С нами был грузовик, но все в него не умещались, и он подбрасывал по нескольку километров одних, пока другие шли пешком. Таким образом, мы то шли, то ехали. Конвоиры всячески намекали (чтобы никто не пытался бежать), что сидеть мы долго не будем, а скоро вернемся на фронт, что, якобы, ждут новых распоряжений. Хотелось в это верить. Я твердо решил при первой же остановке подать заявление, чтобы послали меня в штрафную роту. В этом меня поддерживал один бывший шофер. "Будем держаться вместе. Буду с тобой дружить, хоть ты и часоточный, - он имел в виду мои нарывы на ногах. Добьемся, чтоб нас отправили на фронт".
Других заключенных эта перспектива не привлекала. В Тбилиси мы сразу же подали соответствующие заявления, но ответа на них так и не получили.
Погода в конце того октября стояла прекрасная. Черноморское побережье сияло своей вечной красотой. За время войны растительность разрослась очень пышно, а людей было мало, только местные жители и те, кто лечился в военных госпиталях, под них были временно заняты все знаменитые кавказские санатории.

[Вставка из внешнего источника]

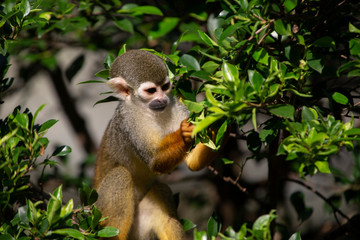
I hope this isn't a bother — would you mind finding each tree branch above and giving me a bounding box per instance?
[286,176,350,222]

Добредя до Сочи, мы провели ночь и часть дня в тюрьме ГПУ. Это было ужасное место по строгости режима и скудости питания. Мы увидели там заключенных, исхудавших и потерявших всякую надежду вернуться к нормальной жизни. Мы тоже сильно заскучали, но, выйдя на следующий день на воздух, опять внутренне приободрились.
От Сухуми до Тбилиси доехали на поезде, без особых приключений. Когда же в тбилисской пересыльной тюрьме мы узнали, что здесь дают по 550 граммов хлеба в день плюс какой-то приварок (в Особом отделе НКВД армии давали по 400, а в Сочи - по 300), то все просто повеселели. Не думали, что на этих 550 граммах у большинства скоро начнется острая дистрофия и цынга, что многие станут пухнуть и умрут от дизентерии, а некоторые от тифа.
В тбилисской пересыльной тюрьме были не только бывшие военнослужащие (их здесь называли вояки), но и местные уголовники (с двумя из них я в первый момент вступил в невольный конфликт и был поддержан другими вояками), и местные политические, некоторые задержались здесь, поближе к родным, с 1937-38 годов, охраняемые блатом. В это время заключенных в лагеря через Каспий почти не вывозили, а кампания арестов на Кавказском фронте не спадала. Скученность в тюрьме была ужасная. В большие камеры набивали человек 150-200. Каждому отмеряли и отмечали мелом прямоугольник в считанные сантиметры длины и ширины, и на этих сантиметрах мы должны были существовать. Днем сидели на полу, кое-как поджав ноги, а ночью, также на полу, спали все, повернувшись в одну сторону и согнув ноги - колени одних впритык под колени других. Перевертывались целым огромным рядом с толкотней и руганью. В лучшем положении были местные грузины-старожилы. Им разрешалось лежать на своих матрацах.